Author Topic: Do you see the error in this code. I sure as hell do not. Cost DM 1200 milllion (Read 7573 times)

ez24 · « **on:** July 29, 2016, 06:57:50 am »

FYI this error cost DM 1200 million (I have no idea what this is in US $ )

strict precondition 1:
{Set."x"=FLPT and Set."y"=INT16 and -32768 <= x <= +32767}
strict precondition 2:
{Set."x"=FLPT and Set."y"=INT16 and int(x) in INT16}
strict precondition 3:
{Set."x"=FLPT and Set."y"=INT16 and int(x) in Set."y"}
program code (convert floating point x to fixed point integer y):
y := int(x)
postcondition:
{Set."x"=FLPT and Set."y"=INT16 and y=int(x)}

for more details see:

http://www.cas.mcmaster.ca/%7Ebaber/TechnicalReports/Ariane5/Ariane5.htm

(I hope someone can explain in layman's words what this is

)

PartialDischarge · « **Reply #1 on:** July 29, 2016, 08:54:39 am »

It seems that the error was in the conversion from floating point to fixed point. One has to be very careful in doing this things , and actually it is a conversion that strictly speaking doesn't make sense and is a very bad programming practice.

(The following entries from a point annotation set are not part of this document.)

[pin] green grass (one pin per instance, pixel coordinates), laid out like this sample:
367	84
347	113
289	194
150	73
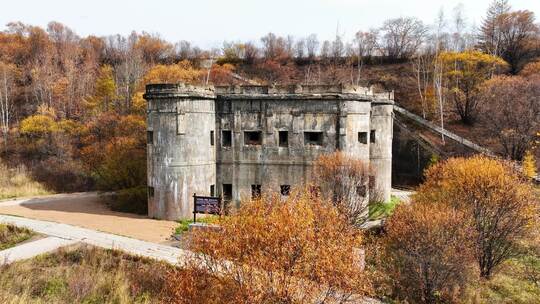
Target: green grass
83	274
11	235
380	210
183	225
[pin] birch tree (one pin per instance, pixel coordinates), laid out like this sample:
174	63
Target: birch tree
7	77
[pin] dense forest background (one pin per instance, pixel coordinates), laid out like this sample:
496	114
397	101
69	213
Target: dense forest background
72	111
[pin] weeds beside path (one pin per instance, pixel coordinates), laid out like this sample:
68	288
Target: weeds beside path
11	235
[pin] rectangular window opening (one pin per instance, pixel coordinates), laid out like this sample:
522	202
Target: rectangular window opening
283	139
313	138
371	182
255	191
150	137
372	136
362	137
226	138
285	190
227	192
252	138
361	191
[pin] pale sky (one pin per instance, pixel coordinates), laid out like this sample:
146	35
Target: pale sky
208	23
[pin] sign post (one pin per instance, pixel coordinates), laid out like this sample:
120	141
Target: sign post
206	205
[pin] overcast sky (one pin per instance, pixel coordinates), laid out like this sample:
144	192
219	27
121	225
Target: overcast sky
208	23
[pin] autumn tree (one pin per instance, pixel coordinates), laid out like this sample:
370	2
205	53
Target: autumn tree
274	47
180	72
490	37
401	37
297	250
427	253
508	34
7	88
495	199
344	181
511	112
530	69
464	73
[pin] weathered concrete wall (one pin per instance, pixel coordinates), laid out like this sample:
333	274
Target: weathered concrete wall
182	161
381	151
181	158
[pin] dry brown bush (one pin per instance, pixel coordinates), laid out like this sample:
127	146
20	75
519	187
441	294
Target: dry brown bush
427	254
297	250
498	202
344	180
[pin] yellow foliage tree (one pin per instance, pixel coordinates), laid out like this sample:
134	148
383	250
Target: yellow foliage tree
464	72
38	125
104	93
175	73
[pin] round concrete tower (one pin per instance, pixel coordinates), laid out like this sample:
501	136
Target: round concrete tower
380	146
181	148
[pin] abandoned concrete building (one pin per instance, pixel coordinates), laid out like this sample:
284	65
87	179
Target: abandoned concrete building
237	141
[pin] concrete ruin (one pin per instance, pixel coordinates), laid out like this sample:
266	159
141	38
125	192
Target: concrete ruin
236	141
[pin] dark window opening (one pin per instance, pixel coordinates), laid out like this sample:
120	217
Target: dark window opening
150	137
371	181
285	190
315	190
361	191
227	192
253	137
362	137
313	138
372	136
283	139
255	191
226	138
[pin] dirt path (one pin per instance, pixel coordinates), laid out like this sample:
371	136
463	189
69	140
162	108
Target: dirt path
88	210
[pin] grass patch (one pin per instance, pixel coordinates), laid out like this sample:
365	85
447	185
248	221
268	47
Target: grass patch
11	235
16	182
379	210
183	225
83	274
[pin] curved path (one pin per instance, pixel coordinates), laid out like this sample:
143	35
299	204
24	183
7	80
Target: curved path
88	210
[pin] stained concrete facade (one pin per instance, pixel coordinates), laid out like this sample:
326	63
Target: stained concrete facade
234	141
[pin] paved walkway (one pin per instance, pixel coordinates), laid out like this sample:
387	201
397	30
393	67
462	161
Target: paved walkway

I've programmed some communications algorithms (a software PLL with I and Q phases for example) in assembly and used fixed point instead of floating point in C due to execution speed, and the thing is nowhere trivial.
Most programmers lack the knowledge of the secrets behind these two types, especially the good old signed fixed point and its forgotten notation Qa.b

PartialDischarge · « **Reply #2 on:** July 29, 2016, 09:08:20 am »

I'll give some examples

* 0.1, float(0.1) and double(0.1) are NOT the same numbers

* a fixed point signed 16 bit number (Q0.15) goes from -32768 to +32767, and it is not simmetrical, so you cannot represent with it
an analog quantity of +1 to -1. It only goes from +0.999969 to -1. If this is not taken into account an overflow may occur. Reading the posted link it seems that this could have happened, ie if the routine thinks that the highest positive number (+1) is +32768, it will actually represent the largest negative number, -32768

* floating point accuracy is limited!!! See attached code from matlab and the weird result.

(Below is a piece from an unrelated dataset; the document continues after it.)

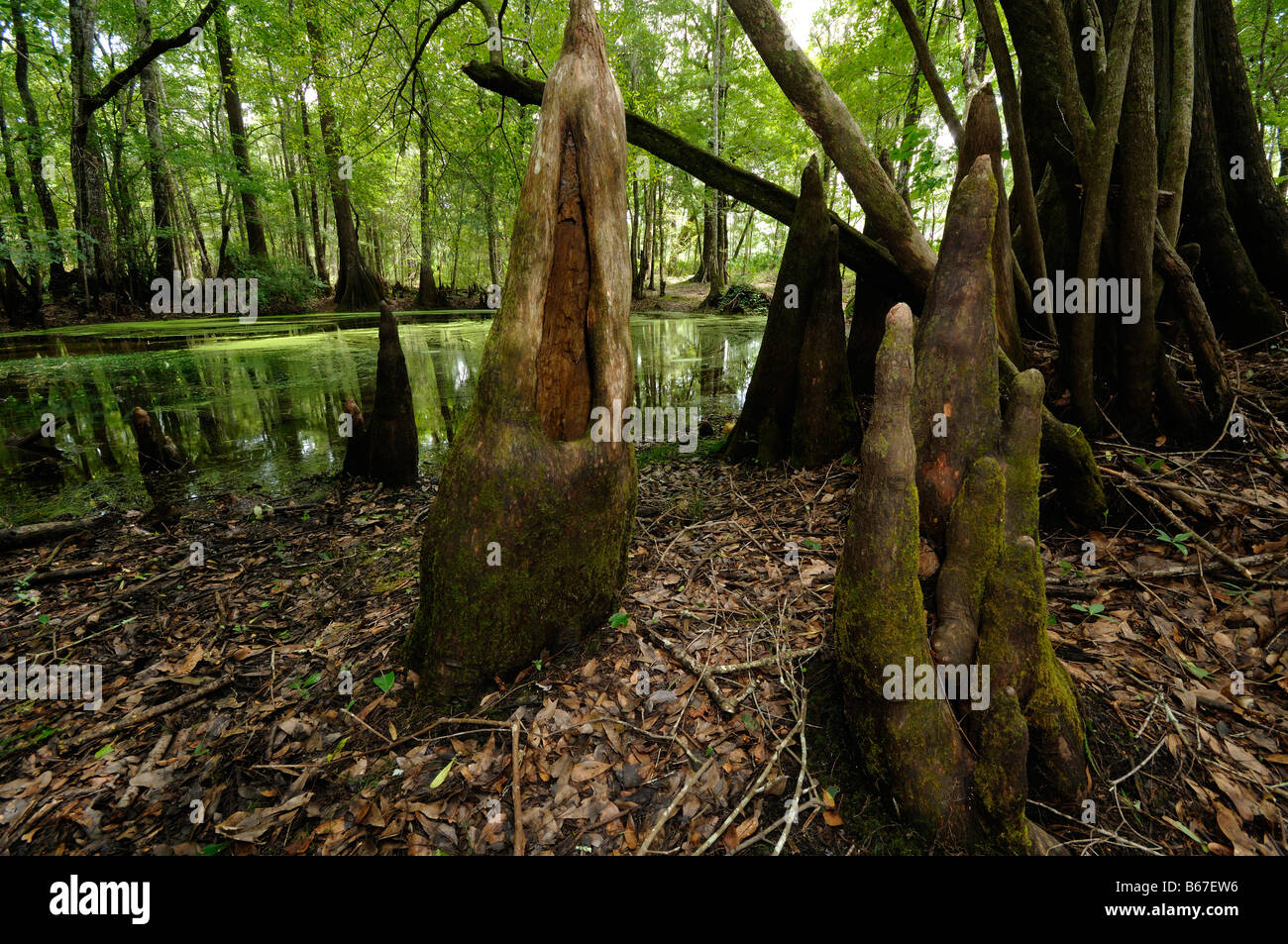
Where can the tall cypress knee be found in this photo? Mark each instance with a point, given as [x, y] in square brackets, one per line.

* Never compare for equality two floating point numbers. For example, there is a system defined constant for PI called M_PI with lots and lots of decimals, but this code:

float x=M_PI;
if (x-PI)==0) return 1
else return 0;

it returns 0.

Maxlor · « **Reply #3 on:** July 29, 2016, 09:50:24 am »

The function looks correct (although I have never seen that syntax, no idea what it is.) It does exactly what it says it does, under given preconditions.

The problem is with how this function was called, i.e. without checking preconditions, and handling the case where the preconditions aren't met. The default handler apparently was ending the program, which usually is a reasonable thing to do (and often, the only thing to do) but in this case, had some rather explody consequences.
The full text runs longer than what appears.